The Seattle architectural firm of Bebb and Mendel designed several buildings for the Puget Mill Company, a subsidiary of the San Francisco lumber firm of Pope and Talbot. Puget Mill owned the company town of Port Gamble, and Bebb and Mendel created plans for the Hotel Puget, stables for horses and carriages and the Hotel Puget Annex, a boarding house for long-term, low-income renters. The hotel contained the town's only restuarant and tavern; as Port Gamble was a dry municipality, the tavern was the only drinking establishment in town.

Building Notes

In his essay on the history of Port Gamble, David Wilma wrote of the Puget Hotel: "The largest structure, aside from the mill was the Puget Hotel built in 1907 on the bluff overlooking Hood Canal.

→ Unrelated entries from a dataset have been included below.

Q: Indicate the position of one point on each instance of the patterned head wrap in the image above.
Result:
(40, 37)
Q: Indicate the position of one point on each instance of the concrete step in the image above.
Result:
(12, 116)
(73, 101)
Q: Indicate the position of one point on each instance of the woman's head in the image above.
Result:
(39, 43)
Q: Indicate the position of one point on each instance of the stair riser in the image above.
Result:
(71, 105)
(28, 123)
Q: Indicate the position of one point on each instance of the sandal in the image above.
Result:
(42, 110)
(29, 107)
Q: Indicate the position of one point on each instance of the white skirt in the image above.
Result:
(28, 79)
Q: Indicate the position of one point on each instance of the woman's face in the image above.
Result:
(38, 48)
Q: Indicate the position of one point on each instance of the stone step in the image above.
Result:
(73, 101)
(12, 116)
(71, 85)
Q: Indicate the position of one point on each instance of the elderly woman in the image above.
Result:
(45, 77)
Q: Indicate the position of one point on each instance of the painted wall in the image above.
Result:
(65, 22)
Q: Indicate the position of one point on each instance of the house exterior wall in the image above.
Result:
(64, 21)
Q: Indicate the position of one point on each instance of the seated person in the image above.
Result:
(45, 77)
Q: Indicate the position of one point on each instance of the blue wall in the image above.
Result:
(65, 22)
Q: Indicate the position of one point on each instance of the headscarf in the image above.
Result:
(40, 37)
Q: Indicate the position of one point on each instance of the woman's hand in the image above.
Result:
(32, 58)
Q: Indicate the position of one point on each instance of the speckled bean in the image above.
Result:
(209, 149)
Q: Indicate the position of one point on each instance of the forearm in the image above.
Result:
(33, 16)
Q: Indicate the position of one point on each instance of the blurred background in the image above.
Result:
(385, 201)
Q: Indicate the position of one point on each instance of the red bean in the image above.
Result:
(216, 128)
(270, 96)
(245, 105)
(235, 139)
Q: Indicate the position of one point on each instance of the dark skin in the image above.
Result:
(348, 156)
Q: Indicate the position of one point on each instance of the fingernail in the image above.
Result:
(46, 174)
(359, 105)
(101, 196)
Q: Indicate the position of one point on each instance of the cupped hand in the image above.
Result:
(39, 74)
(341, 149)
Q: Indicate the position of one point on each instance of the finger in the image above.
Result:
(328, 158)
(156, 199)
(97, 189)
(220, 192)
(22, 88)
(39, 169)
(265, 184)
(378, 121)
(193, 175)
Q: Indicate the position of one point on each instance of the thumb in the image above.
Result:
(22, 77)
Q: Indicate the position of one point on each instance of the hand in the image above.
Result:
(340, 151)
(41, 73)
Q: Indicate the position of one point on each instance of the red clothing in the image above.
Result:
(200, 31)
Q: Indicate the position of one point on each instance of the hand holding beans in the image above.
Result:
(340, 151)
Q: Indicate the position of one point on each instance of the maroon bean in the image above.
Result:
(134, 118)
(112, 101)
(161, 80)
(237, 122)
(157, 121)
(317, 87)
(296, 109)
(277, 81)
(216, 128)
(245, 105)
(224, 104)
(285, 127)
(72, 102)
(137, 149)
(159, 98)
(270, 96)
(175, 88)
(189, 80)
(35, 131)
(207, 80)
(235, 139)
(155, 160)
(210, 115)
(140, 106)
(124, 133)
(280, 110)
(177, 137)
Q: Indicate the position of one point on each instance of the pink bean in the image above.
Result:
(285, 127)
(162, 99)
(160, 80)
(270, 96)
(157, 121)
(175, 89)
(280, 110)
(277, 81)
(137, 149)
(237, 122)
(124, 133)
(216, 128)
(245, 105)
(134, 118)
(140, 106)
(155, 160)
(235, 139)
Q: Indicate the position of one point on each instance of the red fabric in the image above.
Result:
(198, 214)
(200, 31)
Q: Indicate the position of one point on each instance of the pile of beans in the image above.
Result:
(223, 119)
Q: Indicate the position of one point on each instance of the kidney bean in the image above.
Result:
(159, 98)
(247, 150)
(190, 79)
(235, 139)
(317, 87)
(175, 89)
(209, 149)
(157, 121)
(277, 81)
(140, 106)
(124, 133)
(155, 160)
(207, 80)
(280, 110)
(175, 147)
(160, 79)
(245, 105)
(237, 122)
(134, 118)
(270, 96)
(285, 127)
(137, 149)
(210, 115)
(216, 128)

The hotel was intended for tourists and to house visiting company officials. An annex had rooms for single workers. The hotel was operated as a concession and fell outside the company restrictions on gambling and alcohol. As a result, the saloon and small games flourished." (See David Wilma, "Port Gamble -- Thumbnail History," HistoryLink.org, August 07, 2003,Accessed 09/04/2013.)

Demolition

The Puget Hotel sustained significant damage during the Columbus Day Storm of 10/12/1962, and closed on 12/22/1962. It was demolished soon thereafter, c. 1963. The storm was considered to have been the twentieth century's most powerful in the Pacific Northwest.